Blaine inched off the bed and tucked the blankets around Kurt, kissing him on the cheek he went over to Burt. "I was wondering about when Kurt goes home. I wanted to know if I could stay with you guys for awhile. I mean I can sleep on a couch or on the floor, but I think me being there would be best for him."

"You've been amazing with him Blaine, but I can take care of my son at home."

"Kurt always spoke highly of you so I'm not going to call you a bad parent in general, but I don't trust you. Last time I trusted you to take care of him you left him home alone, suicidal, with a razor to his wrist. Clearly someone else needs to be there for him."

Burt couldn't believe Blaine would say that, but as much as he hated to admit it, loathed himself for it, he was right. He had done nothing to prevent Kurt's rapid downward spiral, hadn't even noticed, Blaine had almost certainly saved his sons life. "I'll talk to Carole about it."

"Thank you." Blaine's voice was tense as he crawled back into bed with Kurt.

That night the nightmares started. Kurt was sitting in a plain empty room, tearing at his arms, bleeding freely. He could hear voices whispering, you should just die, why are you still here? No one wants you, no one needs you. You should just die already no one would care, you wouldn't be missed. He was sobbing hysterically, ripping chunks of flesh and muscle from his arms. Blaine came in and sat next to him, Kurt reached towards him for help, comfort, something, drenched in blood now.

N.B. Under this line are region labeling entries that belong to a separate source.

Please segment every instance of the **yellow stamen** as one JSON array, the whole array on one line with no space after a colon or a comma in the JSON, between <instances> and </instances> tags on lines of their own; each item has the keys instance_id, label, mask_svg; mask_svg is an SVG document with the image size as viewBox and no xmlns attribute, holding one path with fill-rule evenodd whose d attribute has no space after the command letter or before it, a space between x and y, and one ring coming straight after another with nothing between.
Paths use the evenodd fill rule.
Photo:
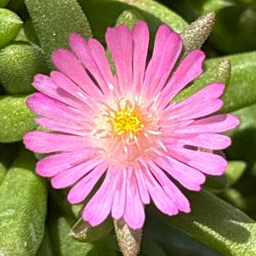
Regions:
<instances>
[{"instance_id":1,"label":"yellow stamen","mask_svg":"<svg viewBox=\"0 0 256 256\"><path fill-rule=\"evenodd\" d=\"M115 117L110 119L113 125L113 132L117 135L128 134L129 137L134 137L144 128L141 117L134 110L122 109L116 112Z\"/></svg>"}]
</instances>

Blaine laughed cruelly, "You thought I actually cared about you, I just felt bad for you, so pathetic and alone." Kurt whimpered, Karofsky showed up and wrapped his arms around Blaine, "No one wants you Kurt, why can't you just get it through your head and kill yourself properly." Blaine smacked him and he fell to the floor. He saw images of Burt, Carole, and Finn, as a family, himself forgotten, erased as if he had never been there in the first place. Blaine looked at him, disgusted, "Just do us all a favor already." Blaine sneered, throwing a razor blade towards him. Kurt jammed the blade into his mutilated arms. He didn't, or couldn't, feel anything at all.

Blaine woke up around two thirty a.m. Due to Kurt elbowing him forcefully in the ribs. He turned to look at the petite but apparently sharp elbowed brunette and immediately saw something was wrong. Tears streaked down Kurt's cheeks, he whimpered and writhed, twisting and tangling in the sheets, a quiet sob tore from his throat. Blaine shook Kurt's shoulder gently, worried, "Kurt what's wrong?" he kept his voice low trying not to wake Burt, who was snoring in the corner. Kurt didn't respond, Blaine shook him slightly harder. "Kurt please, wake up, it's just a dream." Kurt's eyes suddenly flew open, as his gaze found Blaine he jerked away, curling up on the very edge of the bed. Blaine reached toward him, he flinched away, full fledged sobs wrenching from his throat. His fingers grabbed at the bandages on his arms like he was trying to pull them off. "Kurt calm down I'm not going to hurt you." Blaine put one hand on Kurt's shoulder, pulling his fingers away from the bandages with the other. Kurt tried to move farther away but was already pressed to the side of the bed. Blaine smoothed his hair back, "Kurt it's just a dream, you're awake now you're ok." Blaine was getting frantic when Kurt finally seemed to snap back to reality. "Shh come here, it was just a bad dream." Blaine pulled Kurt into his arms, making what he hoped were comforting noises. As he nuzzled against Kurt he thought he saw a scared, mistrusting look in his eyes.